There are five basic synchronization classes in the library:
1. Sync Class
A HPCxx_Sync<T> object is a variable that can be written to
once and read as many times as you want. However, if a read is attempted
prior to a write, the reading thread will be blocked. Many readers can be
waiting for a single HPCXX_Sync<T> object and when a value is written to it all
the readers are released. Readers that come after the initial write see this
as a const value. The CC++ language provides this capability
through the sync modifier.
The standard methods for HPCxx_Sync<T> are
template<class T>
class HPCxx_Sync{
public:
operator T(); // read a value
operator =(T &); // copy value from var or reference
void read(T &); // another form of read
void write(T &); // another form of writing
bool peek(T &); // TRUE if the value is there,
// returns FALSE otherwise.
};
2. Sync Queue Class
There are several other standard methods for HPCxx_SyncQ<T>.
template<class T>
class HPCxx_SyncQ{
public:
operator T(); // read a value
operator =(T &); // copy value from var or reference
void read(T &); // another form of read
void write(T &); // another form of writing
int length(); // the number of values in the queue
// wait until the value is there and then
// read the value but do not remove it from
// the queue. The next waiting thread is signaled.

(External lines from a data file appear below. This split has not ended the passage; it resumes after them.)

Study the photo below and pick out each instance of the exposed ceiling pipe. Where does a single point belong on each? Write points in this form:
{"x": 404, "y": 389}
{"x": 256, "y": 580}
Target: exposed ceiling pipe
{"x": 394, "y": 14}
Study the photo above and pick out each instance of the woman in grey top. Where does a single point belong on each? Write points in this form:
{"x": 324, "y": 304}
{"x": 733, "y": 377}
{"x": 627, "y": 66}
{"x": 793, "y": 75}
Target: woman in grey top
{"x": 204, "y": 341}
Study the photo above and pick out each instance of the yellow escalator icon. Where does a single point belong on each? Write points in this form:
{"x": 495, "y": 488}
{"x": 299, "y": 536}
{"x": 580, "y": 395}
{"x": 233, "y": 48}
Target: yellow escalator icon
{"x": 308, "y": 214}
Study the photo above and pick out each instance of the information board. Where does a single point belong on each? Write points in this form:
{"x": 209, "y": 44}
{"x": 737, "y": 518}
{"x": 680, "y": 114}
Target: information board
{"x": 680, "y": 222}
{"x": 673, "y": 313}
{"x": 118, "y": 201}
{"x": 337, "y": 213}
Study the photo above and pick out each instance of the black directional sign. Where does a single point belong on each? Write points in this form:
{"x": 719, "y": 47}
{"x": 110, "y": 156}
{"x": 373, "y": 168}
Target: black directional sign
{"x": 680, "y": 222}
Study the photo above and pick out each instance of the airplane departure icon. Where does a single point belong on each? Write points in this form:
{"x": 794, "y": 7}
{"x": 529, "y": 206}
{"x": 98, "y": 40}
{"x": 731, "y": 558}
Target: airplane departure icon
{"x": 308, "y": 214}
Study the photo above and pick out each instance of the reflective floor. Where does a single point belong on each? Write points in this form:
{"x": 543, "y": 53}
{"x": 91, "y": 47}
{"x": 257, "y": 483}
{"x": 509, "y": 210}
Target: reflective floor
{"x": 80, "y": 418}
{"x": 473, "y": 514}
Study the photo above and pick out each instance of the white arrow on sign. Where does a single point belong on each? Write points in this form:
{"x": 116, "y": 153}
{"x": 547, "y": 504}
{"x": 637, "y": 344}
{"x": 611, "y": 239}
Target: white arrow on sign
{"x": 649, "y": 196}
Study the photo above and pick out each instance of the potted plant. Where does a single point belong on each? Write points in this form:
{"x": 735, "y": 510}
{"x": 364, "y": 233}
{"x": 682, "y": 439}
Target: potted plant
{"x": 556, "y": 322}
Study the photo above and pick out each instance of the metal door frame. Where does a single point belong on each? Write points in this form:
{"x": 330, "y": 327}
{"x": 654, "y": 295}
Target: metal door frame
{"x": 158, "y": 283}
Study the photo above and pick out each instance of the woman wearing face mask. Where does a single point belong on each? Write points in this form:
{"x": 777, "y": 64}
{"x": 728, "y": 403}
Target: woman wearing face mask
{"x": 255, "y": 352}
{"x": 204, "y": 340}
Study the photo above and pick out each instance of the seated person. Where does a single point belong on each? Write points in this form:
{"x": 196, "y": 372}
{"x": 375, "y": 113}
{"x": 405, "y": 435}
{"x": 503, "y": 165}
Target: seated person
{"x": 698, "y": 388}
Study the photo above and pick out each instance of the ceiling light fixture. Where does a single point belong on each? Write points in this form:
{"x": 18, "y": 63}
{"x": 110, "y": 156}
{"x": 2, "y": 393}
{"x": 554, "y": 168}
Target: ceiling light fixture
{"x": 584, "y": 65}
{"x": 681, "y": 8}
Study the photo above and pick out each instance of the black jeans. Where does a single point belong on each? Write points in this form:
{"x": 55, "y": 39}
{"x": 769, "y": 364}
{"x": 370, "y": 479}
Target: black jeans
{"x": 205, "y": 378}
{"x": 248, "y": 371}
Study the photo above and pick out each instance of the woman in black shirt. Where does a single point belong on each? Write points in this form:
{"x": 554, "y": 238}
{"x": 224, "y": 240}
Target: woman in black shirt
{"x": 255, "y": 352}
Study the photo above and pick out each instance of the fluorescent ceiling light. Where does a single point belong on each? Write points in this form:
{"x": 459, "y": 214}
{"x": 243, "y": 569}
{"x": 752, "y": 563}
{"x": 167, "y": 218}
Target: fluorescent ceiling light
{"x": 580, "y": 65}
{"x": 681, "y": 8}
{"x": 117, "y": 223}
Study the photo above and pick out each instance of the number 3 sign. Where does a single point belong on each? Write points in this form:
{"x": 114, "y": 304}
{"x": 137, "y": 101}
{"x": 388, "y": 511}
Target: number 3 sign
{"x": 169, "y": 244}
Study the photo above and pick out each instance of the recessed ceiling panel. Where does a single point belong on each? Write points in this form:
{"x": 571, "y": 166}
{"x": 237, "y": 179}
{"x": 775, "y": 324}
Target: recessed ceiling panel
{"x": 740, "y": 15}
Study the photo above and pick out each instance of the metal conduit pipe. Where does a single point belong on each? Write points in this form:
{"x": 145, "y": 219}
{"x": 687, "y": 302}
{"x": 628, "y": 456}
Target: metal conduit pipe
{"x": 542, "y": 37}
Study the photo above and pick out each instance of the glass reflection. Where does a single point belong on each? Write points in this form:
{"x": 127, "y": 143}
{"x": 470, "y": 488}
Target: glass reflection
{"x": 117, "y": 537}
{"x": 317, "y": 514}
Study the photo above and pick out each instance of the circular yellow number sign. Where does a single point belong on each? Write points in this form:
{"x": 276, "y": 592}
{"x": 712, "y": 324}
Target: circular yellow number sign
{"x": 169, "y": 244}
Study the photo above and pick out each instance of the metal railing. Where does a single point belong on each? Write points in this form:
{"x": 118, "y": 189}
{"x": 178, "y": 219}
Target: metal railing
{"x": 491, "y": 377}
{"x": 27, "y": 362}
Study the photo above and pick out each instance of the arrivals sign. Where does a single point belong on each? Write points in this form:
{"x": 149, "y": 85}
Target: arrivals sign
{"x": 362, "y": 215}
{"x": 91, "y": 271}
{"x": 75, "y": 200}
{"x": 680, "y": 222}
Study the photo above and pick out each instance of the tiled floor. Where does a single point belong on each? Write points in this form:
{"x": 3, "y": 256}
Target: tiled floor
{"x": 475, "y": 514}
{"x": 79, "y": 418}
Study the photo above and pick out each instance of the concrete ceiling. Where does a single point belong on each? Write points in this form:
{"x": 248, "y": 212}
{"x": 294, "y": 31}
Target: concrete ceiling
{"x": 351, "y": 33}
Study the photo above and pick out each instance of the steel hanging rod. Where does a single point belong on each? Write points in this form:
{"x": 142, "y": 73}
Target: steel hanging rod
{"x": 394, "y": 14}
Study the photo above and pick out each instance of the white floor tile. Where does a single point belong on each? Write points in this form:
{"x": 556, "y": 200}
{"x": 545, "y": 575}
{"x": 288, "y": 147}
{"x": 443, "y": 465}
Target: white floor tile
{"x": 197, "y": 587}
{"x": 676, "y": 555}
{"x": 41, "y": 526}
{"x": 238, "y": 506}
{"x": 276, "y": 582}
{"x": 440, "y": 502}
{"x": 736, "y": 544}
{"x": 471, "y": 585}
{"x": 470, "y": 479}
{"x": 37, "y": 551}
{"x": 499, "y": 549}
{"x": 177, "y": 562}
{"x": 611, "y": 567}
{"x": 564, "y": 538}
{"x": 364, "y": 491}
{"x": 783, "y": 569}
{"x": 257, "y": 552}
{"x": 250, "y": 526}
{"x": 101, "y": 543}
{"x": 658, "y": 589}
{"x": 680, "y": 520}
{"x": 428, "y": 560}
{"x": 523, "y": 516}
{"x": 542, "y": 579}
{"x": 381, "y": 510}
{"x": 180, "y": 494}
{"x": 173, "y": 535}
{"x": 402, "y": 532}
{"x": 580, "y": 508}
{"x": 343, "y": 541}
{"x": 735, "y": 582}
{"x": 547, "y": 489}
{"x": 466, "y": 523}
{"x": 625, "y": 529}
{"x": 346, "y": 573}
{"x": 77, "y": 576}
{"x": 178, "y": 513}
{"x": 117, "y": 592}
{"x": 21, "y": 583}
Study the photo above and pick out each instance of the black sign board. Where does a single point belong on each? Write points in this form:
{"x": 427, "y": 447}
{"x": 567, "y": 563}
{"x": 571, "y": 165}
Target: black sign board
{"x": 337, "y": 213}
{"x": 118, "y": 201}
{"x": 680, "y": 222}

void waitAndCopy(T& data);
bool peek(T &); // same as for HPCxx_Sync<>
}
For example, threads that synchronize around a producer-consumer
interaction can be easily build with this mechanism.
class Producer: public HPCxx_Thread{
HPCxx_SyncQ<int> &x;
public:
Producer( HPCxx_SyncQ<int> &y): x(y){}
void run(){
printf("hi there\n");
x = 1; // produce a value for x
}
};
int main(int argc, char *argv[]){
Hpcxx_Group *g;
hpcxx_init(&argc, &argv, g);
HPCxx_SyncQ<int> a;
MyThread *t = new Producer(a);
printf("start then wait for a value to be assigned\");
t->start();
int x = a; // consume a value here.
hpcxx_exit(g);
return x;
}
3. Semaphore Class
HPCxx_CSem provide a way to wait for a group of threads
to synchronize termination of a number of tasks. When constructed, a limit
value is supplied and a counter is set to zero. A thread executing
wait() will suspend until the counter reaches the "limit" value.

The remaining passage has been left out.